# Simple Returns and Log Returns

# 0. Libraries and Settings

In [1]:
import yfinance as yf
import seaborn as sns
import pandas as pd
import numpy as np

%matplotlib inline
import matplotlib.pyplot as plt
sns.set(style="darkgrid")

# 1. Log returns

In [3]:
# make a random dataframe

df = pd.DataFrame(index = [2016, 2017, 2018], data = [100, 50, 95], columns = ['Price'])
df

Unnamed: 0,Price
2016,100
2017,50
2018,95


## 1.1 Mean returns

In [4]:
simple_returns = df.pct_change().dropna()
simple_returns

Unnamed: 0,Price
2017,-0.5
2018,0.9


In [5]:
simple_returns.mean()
# the mean give the return of the stock but in this case we see that this is clearly not the case
# from 2016 to 2018, the stock has gone down in value by 1%
# thus the mean is not a good measure of the return of the stock in this case since it says that the average return is 0.2
# so according to the mean, we expect 100*1.2*1.2 = 144 in 2018, but the actual value is 95
# thus mean returns are misleading

# thus we can use the log returns


Price    0.2
dtype: float64

## 1.2 Log returns

The equation `np.log(df / df.shift(1)).dropna()` is used to calculate the log returns of stock prices using pandas DataFrame operations along with NumPy for numerical computations. Let's break down the components of this equation to understand the math behind it:

1. **`df.shift(1)`**: Shifts the DataFrame `df` down by one row. For a series of stock prices in `df`, this operation gets the stock price of the previous day (or the previous time period, depending on the data's frequency).
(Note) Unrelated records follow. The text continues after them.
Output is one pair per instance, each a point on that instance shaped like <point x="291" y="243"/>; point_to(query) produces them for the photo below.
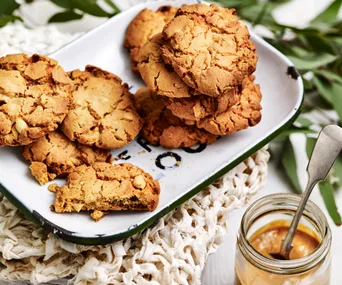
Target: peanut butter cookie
<point x="199" y="107"/>
<point x="102" y="112"/>
<point x="246" y="113"/>
<point x="145" y="25"/>
<point x="55" y="155"/>
<point x="163" y="128"/>
<point x="209" y="48"/>
<point x="158" y="76"/>
<point x="35" y="95"/>
<point x="106" y="187"/>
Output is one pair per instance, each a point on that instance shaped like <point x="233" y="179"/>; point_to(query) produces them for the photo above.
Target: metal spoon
<point x="326" y="150"/>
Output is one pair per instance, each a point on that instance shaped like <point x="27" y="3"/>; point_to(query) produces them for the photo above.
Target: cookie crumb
<point x="53" y="188"/>
<point x="98" y="215"/>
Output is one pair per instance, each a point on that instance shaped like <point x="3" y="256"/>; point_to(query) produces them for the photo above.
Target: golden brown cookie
<point x="158" y="76"/>
<point x="163" y="128"/>
<point x="199" y="107"/>
<point x="55" y="155"/>
<point x="35" y="95"/>
<point x="146" y="101"/>
<point x="246" y="113"/>
<point x="102" y="112"/>
<point x="106" y="187"/>
<point x="209" y="48"/>
<point x="145" y="25"/>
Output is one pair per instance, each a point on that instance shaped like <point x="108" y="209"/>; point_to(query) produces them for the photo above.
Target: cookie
<point x="158" y="76"/>
<point x="102" y="112"/>
<point x="199" y="107"/>
<point x="145" y="25"/>
<point x="106" y="187"/>
<point x="209" y="48"/>
<point x="246" y="113"/>
<point x="55" y="155"/>
<point x="35" y="95"/>
<point x="147" y="101"/>
<point x="161" y="127"/>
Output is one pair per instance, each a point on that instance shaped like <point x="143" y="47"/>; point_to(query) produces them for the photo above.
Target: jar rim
<point x="285" y="266"/>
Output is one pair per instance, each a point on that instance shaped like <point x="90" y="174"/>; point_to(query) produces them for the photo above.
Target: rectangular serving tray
<point x="181" y="172"/>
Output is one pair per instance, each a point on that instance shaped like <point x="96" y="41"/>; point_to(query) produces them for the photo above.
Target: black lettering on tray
<point x="141" y="141"/>
<point x="198" y="149"/>
<point x="293" y="72"/>
<point x="175" y="156"/>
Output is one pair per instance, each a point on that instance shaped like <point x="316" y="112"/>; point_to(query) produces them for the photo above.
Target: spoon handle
<point x="324" y="154"/>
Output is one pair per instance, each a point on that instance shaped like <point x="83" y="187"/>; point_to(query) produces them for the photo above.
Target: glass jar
<point x="252" y="268"/>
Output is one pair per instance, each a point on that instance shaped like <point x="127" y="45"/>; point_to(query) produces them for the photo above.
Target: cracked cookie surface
<point x="199" y="107"/>
<point x="106" y="187"/>
<point x="161" y="127"/>
<point x="102" y="112"/>
<point x="209" y="48"/>
<point x="55" y="155"/>
<point x="246" y="113"/>
<point x="35" y="95"/>
<point x="158" y="76"/>
<point x="144" y="26"/>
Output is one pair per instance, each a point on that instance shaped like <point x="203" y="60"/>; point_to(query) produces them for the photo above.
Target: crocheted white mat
<point x="172" y="252"/>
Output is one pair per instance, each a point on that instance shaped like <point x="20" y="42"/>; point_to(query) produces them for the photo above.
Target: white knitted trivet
<point x="172" y="252"/>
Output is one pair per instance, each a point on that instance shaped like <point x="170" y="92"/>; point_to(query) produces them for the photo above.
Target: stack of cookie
<point x="198" y="71"/>
<point x="67" y="123"/>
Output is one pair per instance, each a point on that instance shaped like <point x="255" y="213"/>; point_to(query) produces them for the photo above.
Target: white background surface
<point x="220" y="266"/>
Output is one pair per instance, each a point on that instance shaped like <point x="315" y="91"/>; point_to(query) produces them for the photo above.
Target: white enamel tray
<point x="181" y="172"/>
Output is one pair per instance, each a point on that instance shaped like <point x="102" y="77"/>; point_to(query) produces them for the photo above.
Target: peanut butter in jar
<point x="264" y="226"/>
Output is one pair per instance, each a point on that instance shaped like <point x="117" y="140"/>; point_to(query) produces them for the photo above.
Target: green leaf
<point x="114" y="7"/>
<point x="320" y="85"/>
<point x="289" y="163"/>
<point x="90" y="7"/>
<point x="304" y="122"/>
<point x="65" y="17"/>
<point x="7" y="7"/>
<point x="63" y="3"/>
<point x="337" y="168"/>
<point x="310" y="144"/>
<point x="312" y="61"/>
<point x="5" y="19"/>
<point x="329" y="75"/>
<point x="327" y="192"/>
<point x="332" y="92"/>
<point x="336" y="94"/>
<point x="329" y="15"/>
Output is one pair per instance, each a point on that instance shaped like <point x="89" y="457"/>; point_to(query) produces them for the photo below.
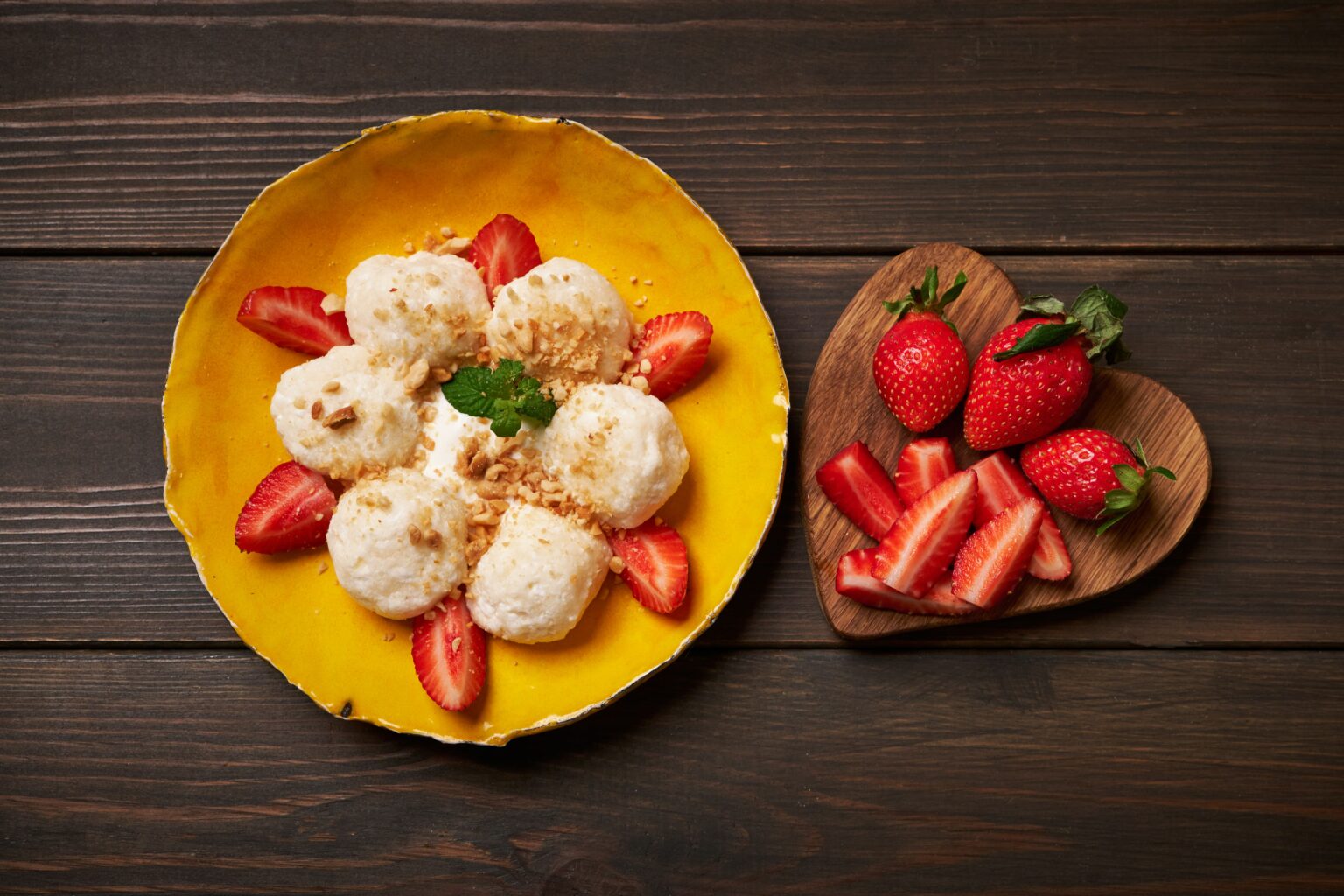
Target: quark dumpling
<point x="564" y="320"/>
<point x="420" y="306"/>
<point x="398" y="543"/>
<point x="617" y="451"/>
<point x="538" y="575"/>
<point x="343" y="413"/>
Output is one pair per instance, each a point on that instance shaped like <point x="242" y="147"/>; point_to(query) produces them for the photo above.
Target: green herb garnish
<point x="501" y="396"/>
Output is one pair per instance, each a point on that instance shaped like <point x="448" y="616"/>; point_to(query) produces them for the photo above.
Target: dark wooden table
<point x="1181" y="737"/>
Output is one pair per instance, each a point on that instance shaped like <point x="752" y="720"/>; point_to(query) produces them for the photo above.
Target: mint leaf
<point x="538" y="407"/>
<point x="1038" y="338"/>
<point x="506" y="421"/>
<point x="504" y="379"/>
<point x="466" y="391"/>
<point x="503" y="396"/>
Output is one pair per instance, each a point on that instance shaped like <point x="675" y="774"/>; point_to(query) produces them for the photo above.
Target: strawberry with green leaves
<point x="501" y="396"/>
<point x="1090" y="474"/>
<point x="1033" y="375"/>
<point x="920" y="366"/>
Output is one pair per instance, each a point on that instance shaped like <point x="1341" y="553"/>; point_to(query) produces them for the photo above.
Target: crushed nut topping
<point x="339" y="416"/>
<point x="416" y="375"/>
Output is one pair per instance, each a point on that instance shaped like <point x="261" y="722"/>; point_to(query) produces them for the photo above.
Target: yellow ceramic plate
<point x="584" y="198"/>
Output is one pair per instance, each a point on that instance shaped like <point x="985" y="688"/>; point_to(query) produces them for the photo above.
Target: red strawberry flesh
<point x="675" y="346"/>
<point x="1074" y="469"/>
<point x="922" y="543"/>
<point x="293" y="318"/>
<point x="1023" y="398"/>
<point x="993" y="560"/>
<point x="859" y="485"/>
<point x="654" y="564"/>
<point x="920" y="369"/>
<point x="290" y="511"/>
<point x="448" y="650"/>
<point x="503" y="250"/>
<point x="922" y="465"/>
<point x="855" y="580"/>
<point x="1002" y="485"/>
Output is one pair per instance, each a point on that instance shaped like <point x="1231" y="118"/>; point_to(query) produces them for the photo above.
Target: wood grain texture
<point x="730" y="773"/>
<point x="87" y="552"/>
<point x="843" y="407"/>
<point x="812" y="125"/>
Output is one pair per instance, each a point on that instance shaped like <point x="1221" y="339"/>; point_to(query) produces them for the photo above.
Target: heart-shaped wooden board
<point x="843" y="404"/>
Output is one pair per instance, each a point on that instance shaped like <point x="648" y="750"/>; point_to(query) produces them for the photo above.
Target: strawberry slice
<point x="920" y="547"/>
<point x="992" y="560"/>
<point x="449" y="653"/>
<point x="675" y="346"/>
<point x="1002" y="485"/>
<point x="290" y="509"/>
<point x="293" y="318"/>
<point x="858" y="485"/>
<point x="922" y="465"/>
<point x="855" y="580"/>
<point x="654" y="564"/>
<point x="503" y="251"/>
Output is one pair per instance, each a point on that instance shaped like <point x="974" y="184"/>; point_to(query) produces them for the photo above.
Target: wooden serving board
<point x="843" y="404"/>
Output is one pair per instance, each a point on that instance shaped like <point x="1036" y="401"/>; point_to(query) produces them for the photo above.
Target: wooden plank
<point x="804" y="127"/>
<point x="87" y="552"/>
<point x="730" y="773"/>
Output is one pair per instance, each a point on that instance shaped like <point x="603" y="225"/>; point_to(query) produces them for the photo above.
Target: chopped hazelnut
<point x="339" y="418"/>
<point x="416" y="375"/>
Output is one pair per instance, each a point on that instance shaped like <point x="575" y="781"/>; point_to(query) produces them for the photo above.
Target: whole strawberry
<point x="920" y="366"/>
<point x="1090" y="474"/>
<point x="1033" y="375"/>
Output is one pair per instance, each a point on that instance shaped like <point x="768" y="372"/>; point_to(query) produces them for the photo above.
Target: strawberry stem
<point x="925" y="298"/>
<point x="1096" y="313"/>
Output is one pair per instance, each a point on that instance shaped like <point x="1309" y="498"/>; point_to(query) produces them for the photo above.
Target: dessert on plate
<point x="479" y="441"/>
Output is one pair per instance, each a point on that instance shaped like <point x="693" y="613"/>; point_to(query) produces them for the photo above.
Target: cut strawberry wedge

2. **`df / df.shift(1)`**: Calculates the ratio of the current day's price to the previous day's price for each stock. Denoting the current day's price by $(P_t)$ and the previous day's price by $(P_{t-1})$, the ratio is $(\frac{P_t}{P_{t-1}})$.

3. **`np.log(...)`**: Applies the natural logarithm (log base $(e)$) to the ratio calculated in step 2. The log return for a single period is given by $( \ln\left(\frac{P_t}{P_{t-1}}\right) )$, where $( \ln )$ denotes the natural logarithm. Log returns are additive over time and more symmetric compared to simple returns, making them suitable for analyzing returns over multiple periods and for statistical modeling.

4. **`.dropna()`**: Removes any rows with NaN values that result from the shift operation (since the first row of `df / df.shift(1)` will always be NaN due to no preceding row for the first row to be divided by).


### Mathematical Explanation

The equation calculates the log return of a stock, a measure of the percentage change in the stock's price, adjusted for compounding over multiple periods. The log return for a single period from $(t-1)$ to $(t)$ is expressed as:

$$ r_t = \ln\left(\frac{P_t}{P_{t-1}}\right) $$

Advantages of using log returns include:

- **Time Additivity**: Log returns over non-overlapping intervals can be added to find the total log return over the period.
- **Normalization**: Log returns are more stable and normally distributed, useful for statistical modeling and hypothesis testing in finance.
- **Symmetry**: Log returns treat proportional gains and losses more symmetrically than simple returns.

This equation is a standard way to pre-process financial time series data for further analysis, such as calculating volatility, modeling price movements, or evaluating investment strategies.


In [9]:
df.shift(1) # remember, this shifts the data down by 1 step

Unnamed: 0,Price
2016,
2017,100.0
2018,50.0


In [10]:
df / df.shift(1)

Unnamed: 0,Price
2016,
2017,0.5
2018,1.9


In [11]:
logreturns = np.log(df / df.shift(1)).dropna()
logreturns

Unnamed: 0,Price
2017,-0.693147
2018,0.641854


In [12]:
# now: mean of the log return

logreturns.mean()

Price   -0.025647
dtype: float64

the expression `100 * (np.exp(2 * logreturns.mean()))` is calculating the expected percentage return over twice the average period (average period is 1 year) considered, based on the mean of the log returns.

so we start with 100 and want to determine the value after 2 years

In [15]:
# now lets calculate it as an arithmatic perspective:

100*(  np.exp( 2*logreturns.mean() )  )

Price    95.0
dtype: float64

In [31]:
# this is another example: 

df2 = pd.DataFrame(index = [2016, 2017, 2018, 2019], data = [200, 50, 95, 40], columns = ['Price'])
print(df2)
logreturns = np.log(df2 / df2.shift(1)).dropna()

print('\n')
print( 200*(  np.exp( 3*logreturns.mean() )  ) )

# now if we dont know what the value could be for 2020 (4th year), so if we assume that the relationship is logarithmic then we can predict the value like this:
# stating_value * exp( nth_year * logreturns.mean()) )
print('\n')
print( 200*(  np.exp( 4*logreturns.mean() )  ) )

      Price
2016    200
2017     50
2018     95
2019     40


Price    40.0
dtype: float64


Price    23.392142
dtype: float64